AIDS makes corporate sector gird its loins for battle

The Indian corporate sector is going all out to tackle the modern plague in the workplace. The reason: a pandemic in the industrial sector could set the economy back by a whopping Rs 30,000 crore a year.

By Mukesh Khosla

The cycle of doom starts almost instantly. When a worker tests positive for HIV or AIDS, he invariably begins facing discrimination at the workplace. Some managements, anxious to get on with business as usual, literally quarantine him in a red alert zone, often not even being averse to giving him the sack. From then on, it becomes difficult for him to maintain a regular job.

The statistics are chilling. The number of AIDS cases has been shooting up in the corporate sector and, according to the National AIDS Control Organisation (NACO), almost 75 per cent of the cases were found to be below 45 years old —the most economically-productive category of the workforce. This explains the industry's urgency to address the problem on a war footing.

The human resources development wings of many leading organisations are now busy formulating programmes that not just acquaint workers of the dangers of unprotected sex but also of the consequences of HIV and AIDS. The rising figures have set the alarm bells ringing. The implicit costs of AIDS-afflicted workers can be very high for the industry in terms of increased medical bills, absenteeism, lower productivity, loss of experienced personnel, and increased labour training costs.

A study conducted by UNICEF reveals that if the trend is not arrested, there could be an outbreak of an AIDS epidemic in the industrial sector within the next five years, setting the Indian economy back by a whopping Rs 30,000 crore annually.

The International Labour Organisation (ILO) is also getting increasingly anxious about the rising incidence of AIDS at the workplace. It has devised a collection of modules that contain information on how AIDS is transmitted, the methods of prevention, and policy issues.

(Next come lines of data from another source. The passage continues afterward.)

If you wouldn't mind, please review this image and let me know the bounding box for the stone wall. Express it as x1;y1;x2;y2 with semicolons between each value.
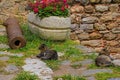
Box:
70;0;120;53
0;0;27;24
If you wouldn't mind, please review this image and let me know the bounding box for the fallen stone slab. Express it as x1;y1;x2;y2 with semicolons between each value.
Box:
5;64;19;73
0;44;10;49
81;69;113;76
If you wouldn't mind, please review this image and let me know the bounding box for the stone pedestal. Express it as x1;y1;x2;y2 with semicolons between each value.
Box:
28;13;71;40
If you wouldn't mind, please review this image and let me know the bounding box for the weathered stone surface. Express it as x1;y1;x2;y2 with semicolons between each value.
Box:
0;44;9;49
80;24;94;31
28;13;71;29
109;4;119;12
85;5;95;13
107;78;120;80
28;13;71;40
70;24;79;31
106;41;119;46
112;59;120;67
82;69;113;76
112;27;120;34
87;76;96;80
100;15;113;22
103;33;117;40
101;0;112;3
70;32;78;40
5;64;19;73
113;0;120;3
90;32;102;39
0;56;10;61
95;5;108;12
81;40;101;47
94;23;106;31
90;0;100;3
110;47;120;53
0;74;15;80
70;4;84;13
0;51;23;57
107;22;119;30
78;32;89;40
82;17;98;24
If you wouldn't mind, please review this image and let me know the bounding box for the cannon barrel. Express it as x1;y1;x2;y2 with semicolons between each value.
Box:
3;17;26;49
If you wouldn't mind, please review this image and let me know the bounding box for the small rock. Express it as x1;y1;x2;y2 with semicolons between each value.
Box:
90;32;102;39
85;5;95;13
5;64;19;73
95;5;108;12
103;33;117;40
82;17;98;24
100;15;113;22
0;56;10;61
106;40;119;46
94;23;106;31
112;27;120;34
70;24;79;31
107;22;119;30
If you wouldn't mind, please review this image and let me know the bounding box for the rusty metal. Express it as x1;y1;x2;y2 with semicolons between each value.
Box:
4;17;26;49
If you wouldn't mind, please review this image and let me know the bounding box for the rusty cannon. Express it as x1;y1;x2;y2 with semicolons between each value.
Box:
3;17;26;49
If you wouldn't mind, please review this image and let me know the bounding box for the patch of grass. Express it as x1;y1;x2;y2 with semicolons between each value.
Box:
14;71;40;80
70;64;82;69
88;64;98;69
0;36;8;43
45;60;60;70
8;56;24;66
95;73;120;80
0;61;7;68
53;75;86;80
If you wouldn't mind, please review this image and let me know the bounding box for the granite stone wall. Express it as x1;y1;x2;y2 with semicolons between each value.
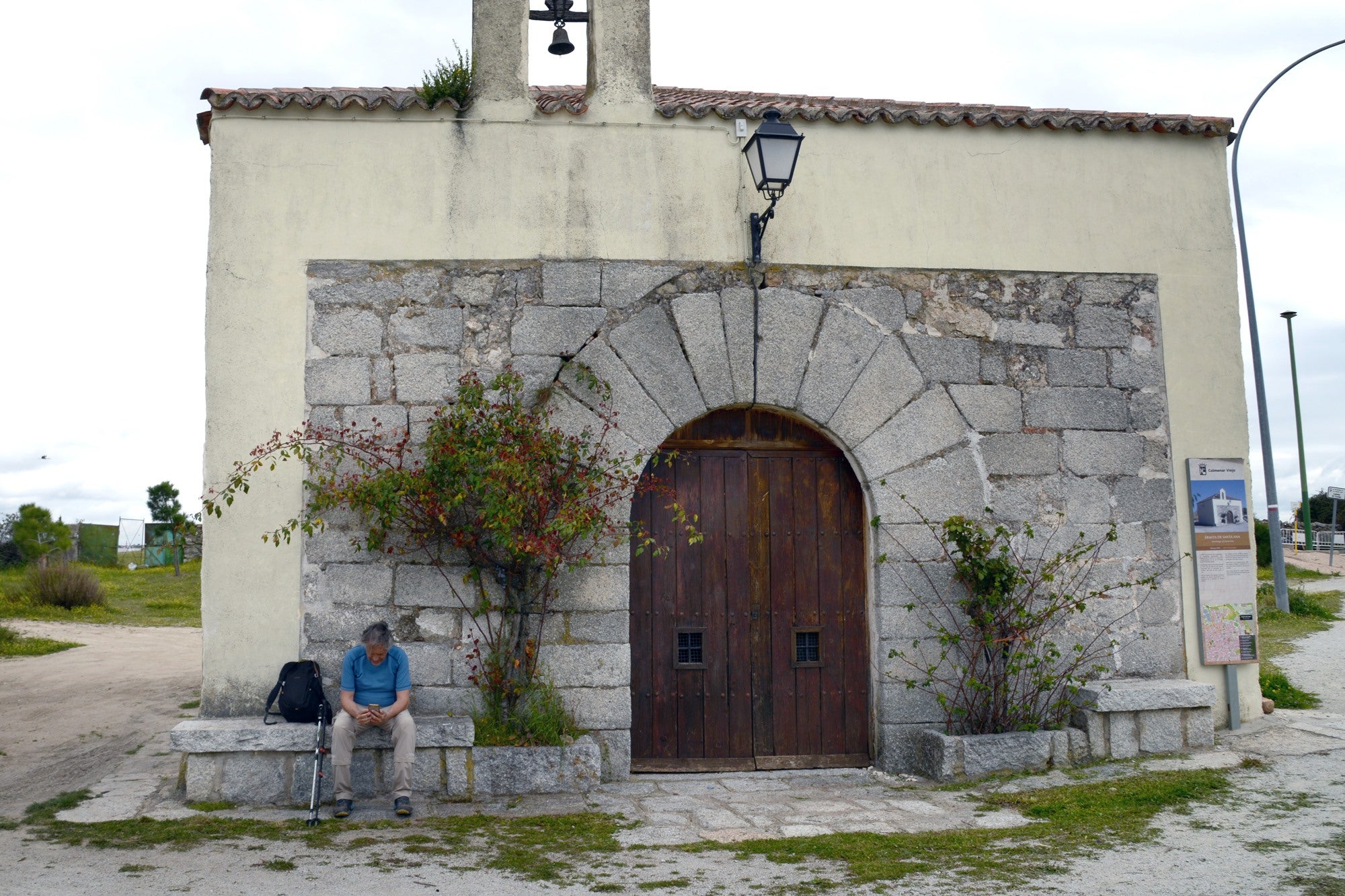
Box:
303;261;1185;776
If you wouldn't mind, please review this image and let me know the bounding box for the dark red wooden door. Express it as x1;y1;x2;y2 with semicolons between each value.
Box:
631;410;869;771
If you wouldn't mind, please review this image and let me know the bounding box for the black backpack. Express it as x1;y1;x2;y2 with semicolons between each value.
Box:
261;659;332;725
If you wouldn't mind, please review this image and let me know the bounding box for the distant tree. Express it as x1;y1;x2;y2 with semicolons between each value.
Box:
145;479;182;522
11;505;70;567
0;514;23;569
1294;489;1345;528
145;479;192;576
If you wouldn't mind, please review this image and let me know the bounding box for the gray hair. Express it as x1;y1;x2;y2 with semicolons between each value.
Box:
359;619;393;647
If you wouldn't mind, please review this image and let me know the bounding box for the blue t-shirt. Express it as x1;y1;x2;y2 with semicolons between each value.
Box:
340;645;412;709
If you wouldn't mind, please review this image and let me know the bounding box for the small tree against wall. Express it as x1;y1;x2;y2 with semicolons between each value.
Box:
872;495;1177;735
204;368;695;743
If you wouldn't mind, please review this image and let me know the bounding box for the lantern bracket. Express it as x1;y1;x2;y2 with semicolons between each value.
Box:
748;196;780;265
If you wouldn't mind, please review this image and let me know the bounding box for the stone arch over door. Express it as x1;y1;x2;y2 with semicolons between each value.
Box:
631;406;872;771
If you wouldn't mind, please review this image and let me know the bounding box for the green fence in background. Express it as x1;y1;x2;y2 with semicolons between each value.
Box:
145;524;182;567
78;524;118;567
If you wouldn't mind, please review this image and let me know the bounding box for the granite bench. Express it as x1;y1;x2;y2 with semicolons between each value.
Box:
1073;678;1217;759
171;716;601;805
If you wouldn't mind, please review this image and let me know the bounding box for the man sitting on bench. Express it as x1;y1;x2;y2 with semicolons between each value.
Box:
332;622;416;818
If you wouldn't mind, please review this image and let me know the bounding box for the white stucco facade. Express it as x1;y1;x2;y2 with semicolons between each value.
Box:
202;3;1260;724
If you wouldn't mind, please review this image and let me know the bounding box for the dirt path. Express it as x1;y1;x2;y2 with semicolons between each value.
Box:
0;620;200;817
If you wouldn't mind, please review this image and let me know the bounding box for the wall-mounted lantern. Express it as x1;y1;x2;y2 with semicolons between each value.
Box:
527;0;588;56
742;109;803;265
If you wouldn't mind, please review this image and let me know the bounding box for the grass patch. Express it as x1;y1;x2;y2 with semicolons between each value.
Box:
1256;586;1345;709
0;560;200;626
1256;564;1337;581
682;770;1228;888
0;626;83;657
26;791;631;884
187;799;234;813
23;787;90;825
1260;661;1322;709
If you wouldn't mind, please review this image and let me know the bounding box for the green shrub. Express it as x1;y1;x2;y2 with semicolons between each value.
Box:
1256;520;1270;567
472;674;584;747
416;40;476;108
23;564;108;610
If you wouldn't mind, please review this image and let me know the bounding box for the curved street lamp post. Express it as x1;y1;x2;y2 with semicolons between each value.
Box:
1233;40;1345;611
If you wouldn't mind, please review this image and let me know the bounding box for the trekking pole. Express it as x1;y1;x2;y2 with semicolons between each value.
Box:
308;704;327;827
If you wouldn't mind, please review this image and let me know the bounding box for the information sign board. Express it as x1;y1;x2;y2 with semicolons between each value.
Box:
1186;458;1258;666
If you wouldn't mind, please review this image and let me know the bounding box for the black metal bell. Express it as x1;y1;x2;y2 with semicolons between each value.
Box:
546;26;574;56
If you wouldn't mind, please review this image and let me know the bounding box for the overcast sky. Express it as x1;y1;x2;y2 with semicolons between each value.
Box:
0;0;1345;522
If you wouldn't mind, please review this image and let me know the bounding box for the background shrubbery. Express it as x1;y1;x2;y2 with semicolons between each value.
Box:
23;564;108;610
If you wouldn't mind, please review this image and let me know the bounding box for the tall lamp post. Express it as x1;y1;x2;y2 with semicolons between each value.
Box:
1233;39;1345;612
1280;311;1313;551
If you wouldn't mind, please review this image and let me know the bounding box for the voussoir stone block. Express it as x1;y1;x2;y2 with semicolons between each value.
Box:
561;339;672;445
948;384;1022;432
608;305;706;426
1064;429;1147;477
1024;386;1128;429
720;286;756;401
798;304;882;421
757;289;823;407
854;386;967;479
603;261;682;308
542;261;603;305
827;336;925;445
672;293;733;407
313;308;383;355
510;305;607;355
981;432;1060;477
304;358;370;405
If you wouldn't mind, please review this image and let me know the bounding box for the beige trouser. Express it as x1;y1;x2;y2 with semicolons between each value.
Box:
332;709;416;799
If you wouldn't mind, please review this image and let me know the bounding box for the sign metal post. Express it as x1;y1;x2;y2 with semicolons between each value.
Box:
1186;458;1260;731
1326;486;1345;567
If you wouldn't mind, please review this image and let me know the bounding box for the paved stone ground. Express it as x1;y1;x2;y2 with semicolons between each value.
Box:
10;583;1345;896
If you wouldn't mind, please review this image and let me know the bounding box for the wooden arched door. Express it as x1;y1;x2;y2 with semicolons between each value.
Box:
631;409;870;771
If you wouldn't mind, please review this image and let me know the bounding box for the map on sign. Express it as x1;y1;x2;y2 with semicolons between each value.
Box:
1186;458;1258;666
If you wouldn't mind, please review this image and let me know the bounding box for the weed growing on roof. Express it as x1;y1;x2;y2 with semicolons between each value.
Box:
416;40;476;109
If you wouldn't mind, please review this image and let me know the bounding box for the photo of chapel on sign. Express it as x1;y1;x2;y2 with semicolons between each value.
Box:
1186;458;1258;666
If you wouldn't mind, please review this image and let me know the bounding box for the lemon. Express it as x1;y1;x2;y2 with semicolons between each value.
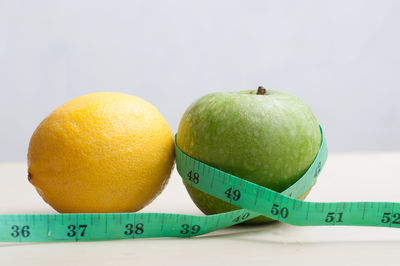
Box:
28;92;175;213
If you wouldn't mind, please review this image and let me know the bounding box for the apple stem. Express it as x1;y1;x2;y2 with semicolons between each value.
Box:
257;86;267;95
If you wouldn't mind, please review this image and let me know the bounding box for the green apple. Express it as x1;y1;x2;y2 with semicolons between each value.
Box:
177;87;321;223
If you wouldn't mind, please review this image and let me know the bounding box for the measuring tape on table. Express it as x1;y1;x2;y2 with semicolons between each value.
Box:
0;125;400;242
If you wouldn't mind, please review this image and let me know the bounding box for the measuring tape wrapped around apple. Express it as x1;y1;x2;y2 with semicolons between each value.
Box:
0;87;400;242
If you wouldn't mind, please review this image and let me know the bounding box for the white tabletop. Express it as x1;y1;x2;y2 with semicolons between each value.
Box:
0;153;400;266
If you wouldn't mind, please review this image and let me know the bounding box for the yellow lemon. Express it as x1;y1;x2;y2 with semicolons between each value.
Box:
28;92;175;212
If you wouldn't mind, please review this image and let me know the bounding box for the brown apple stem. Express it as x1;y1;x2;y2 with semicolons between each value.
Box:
257;86;267;95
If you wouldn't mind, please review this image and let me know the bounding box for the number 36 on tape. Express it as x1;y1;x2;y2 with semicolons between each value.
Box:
0;125;400;242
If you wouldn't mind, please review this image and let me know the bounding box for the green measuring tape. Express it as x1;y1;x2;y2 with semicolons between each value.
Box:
0;125;400;242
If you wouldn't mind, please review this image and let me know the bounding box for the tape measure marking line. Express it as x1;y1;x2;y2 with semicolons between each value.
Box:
0;123;400;242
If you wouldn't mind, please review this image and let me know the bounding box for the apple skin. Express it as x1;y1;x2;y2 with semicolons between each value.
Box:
177;90;321;223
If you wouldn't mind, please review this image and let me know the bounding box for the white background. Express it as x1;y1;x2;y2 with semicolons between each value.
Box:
0;0;400;161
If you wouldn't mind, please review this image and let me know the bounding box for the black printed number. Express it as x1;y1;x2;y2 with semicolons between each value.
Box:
67;224;87;237
271;203;289;218
325;212;343;223
11;225;31;237
225;187;240;201
124;223;144;236
180;224;200;235
232;212;250;223
381;212;400;224
188;171;200;184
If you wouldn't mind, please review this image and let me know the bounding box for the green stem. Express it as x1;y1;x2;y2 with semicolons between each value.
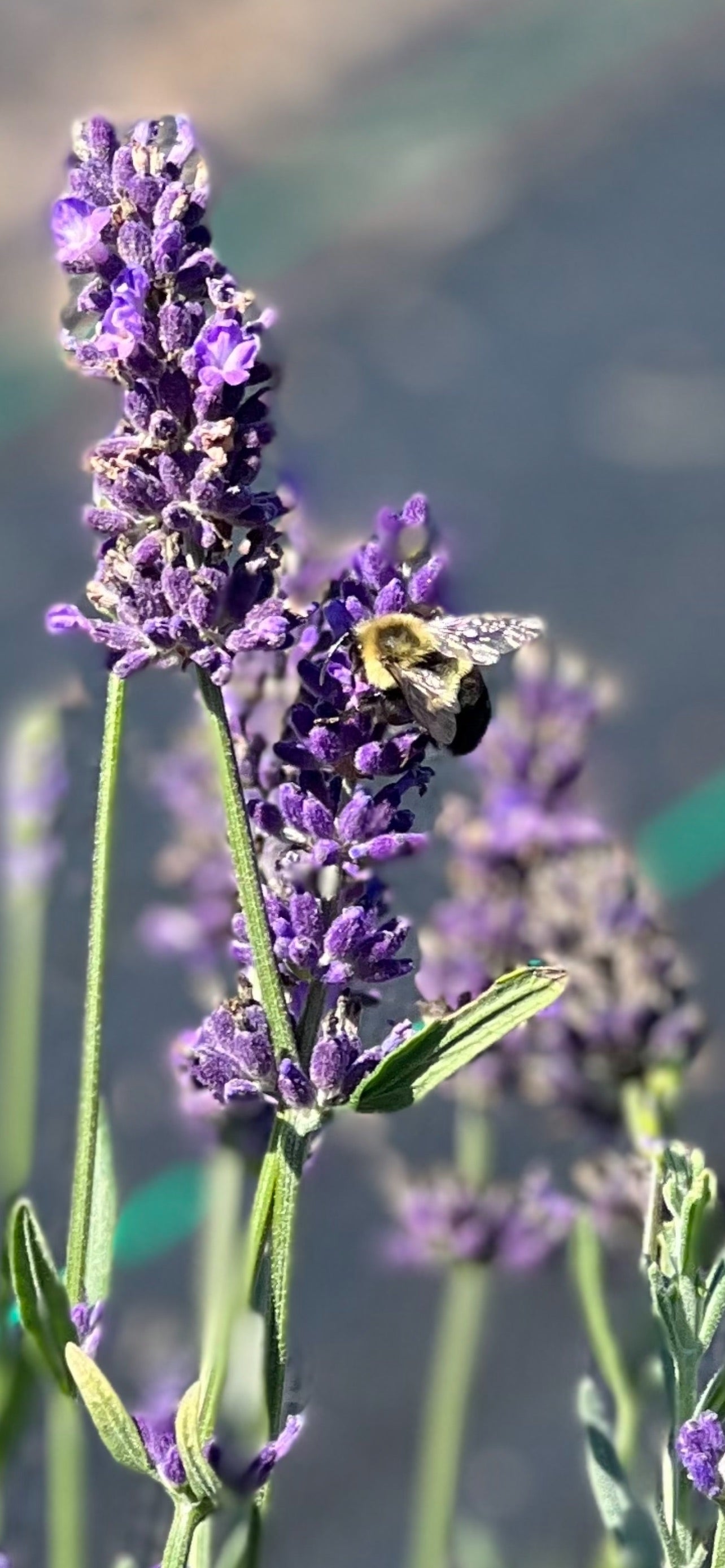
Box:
408;1264;488;1568
0;886;47;1201
66;674;124;1306
199;1146;243;1439
189;1519;213;1568
46;1383;86;1568
571;1214;639;1469
267;1118;306;1438
245;1121;279;1306
161;1497;206;1568
199;673;296;1062
408;1104;490;1568
240;1116;308;1568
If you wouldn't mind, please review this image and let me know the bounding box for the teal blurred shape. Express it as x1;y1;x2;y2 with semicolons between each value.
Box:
113;1160;204;1268
637;768;725;899
0;357;66;442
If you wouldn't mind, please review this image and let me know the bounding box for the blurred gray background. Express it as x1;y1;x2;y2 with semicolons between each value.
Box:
0;0;725;1568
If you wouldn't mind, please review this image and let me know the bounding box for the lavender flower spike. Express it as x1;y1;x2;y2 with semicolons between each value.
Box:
675;1409;725;1499
46;116;296;685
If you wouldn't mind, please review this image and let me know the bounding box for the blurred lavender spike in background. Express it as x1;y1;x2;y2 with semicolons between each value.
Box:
417;649;705;1119
0;699;68;1199
3;701;68;889
386;1168;576;1273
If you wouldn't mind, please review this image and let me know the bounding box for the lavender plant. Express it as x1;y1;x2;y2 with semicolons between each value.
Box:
0;116;565;1568
391;647;705;1568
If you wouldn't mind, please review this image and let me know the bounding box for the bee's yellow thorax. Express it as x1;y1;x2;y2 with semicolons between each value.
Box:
355;613;435;691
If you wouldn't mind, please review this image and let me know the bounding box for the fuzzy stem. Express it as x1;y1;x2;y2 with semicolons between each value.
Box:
189;1519;213;1568
709;1508;725;1568
267;1119;306;1438
46;1383;86;1568
199;673;296;1062
242;1118;308;1568
571;1214;639;1469
66;674;124;1306
161;1497;207;1568
243;1121;279;1306
199;1146;243;1439
408;1104;490;1568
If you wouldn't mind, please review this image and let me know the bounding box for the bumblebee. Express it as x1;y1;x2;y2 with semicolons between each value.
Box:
353;613;543;756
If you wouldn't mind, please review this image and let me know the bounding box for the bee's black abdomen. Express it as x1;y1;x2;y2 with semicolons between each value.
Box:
449;668;491;757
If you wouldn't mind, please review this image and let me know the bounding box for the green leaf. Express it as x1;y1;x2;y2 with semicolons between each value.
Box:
0;1341;36;1468
176;1383;221;1502
578;1378;662;1568
8;1198;75;1394
66;1346;155;1475
350;966;566;1112
85;1102;117;1306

Given the grim picture, leading companies, multinationals and transnationals are supplementing government initiatives by formulating company action at the workplace and making their workers aware on the virtues of safe sex.

Organisations such as the Associated Cement Company (ACC), Ashok Leyland, Godrej and Boyce, Ballarpur Industries and others are setting up antiretroviral (ARV) centres. Godrej has a clinic in its Mumbai hospital, the ACC has set up a clinic in Wadi in Karnataka, and Apollo Tyres has set up three clinics within its plant premises.

The Steel Authority of India (SAIL), has a policy in place to deal with HIV/AIDS. The SAIL AIDS Control Programme, in association with NACO, has already being implemented across the company. Engineering giant Larsen and Toubro first launched an AIDS awareness-raising programme way back in 1985. One of the company's important focus areas is youth, including apprentices, trainees, employees' children and local municipal schools.

The Confederation of Indian Industry (CII) has floated a new programme called Access to Care and Treatment (ACT) that guides business houses about setting up AIDS testing clinics. The CII's AIDS awareness programme includes lectures and counselling at the factory level, providing workers with a set of awareness posters, slides and film shows.

While pharmaceutical major Ranbaxy is collaborating with the William Jefferson Clinton Foundation for the distribution of low-cost ARV drugs, Wockhard Pharma has set up the Wockhardt Harvard Medical International HIV and AIDS Educational and Research Foundation, which has raised 4,700 specialised care providers that include nurses, doctors and paramedics.

A number of companies are adopting an aggressive approach and moving beyond just the awareness programme. Take the case of Ashok Leyland. The company's Driver Training Centre at Namakkal, near Salem, spread over 2.5 acres, has comprehensive infrastructural facilities, including a driving range with all configurations of roads. As the centre started becoming popular, authorities discovered that a flesh trade had begun to flourish in the neighbouring areas.

In order to check the menace, the management of the automobile company launched an AIDS awareness campaign. The sustained campaign not just put an end to the flesh trade, but also rehabilitated the "middlemen" into more meaningful ways of earning a livelihood. Such has been the success that an AIDS and HIV awareness course has become a part of the training centre's curriculum.

Like Ashok Leyland, a number of other organisations are working out individual strategies, besides subscribing to the CII's awareness programme. HRD managers are applying their minds to issues like the company's role vis-a-vis leave and medical compensation when an employee tests HIV positive.

Companies are fast realising that a healthy workplace is vital for progress. Preventive services such as condom promotion and counselling referrals are offered to ensure the personal health of workers.

Even Bill Gates, through his Bill and Melinda Gates Foundation, emphasises proper tests and free distribution of condoms. "Till the AIDS vaccine is developed, there is a great need for prevention and precaution," he said. "Otherwise, there will be an epidemic which will be hard to control."

And if the epidemic comes, as Gates darkly predicts, it will hit business very seriously indeed. In fact, almost 80 per cent of Africa's commercial bankruptcies have been traced to AIDS. That is the reason that leading companies are making an all-out effort to shut out this most dreaded of modern plagues.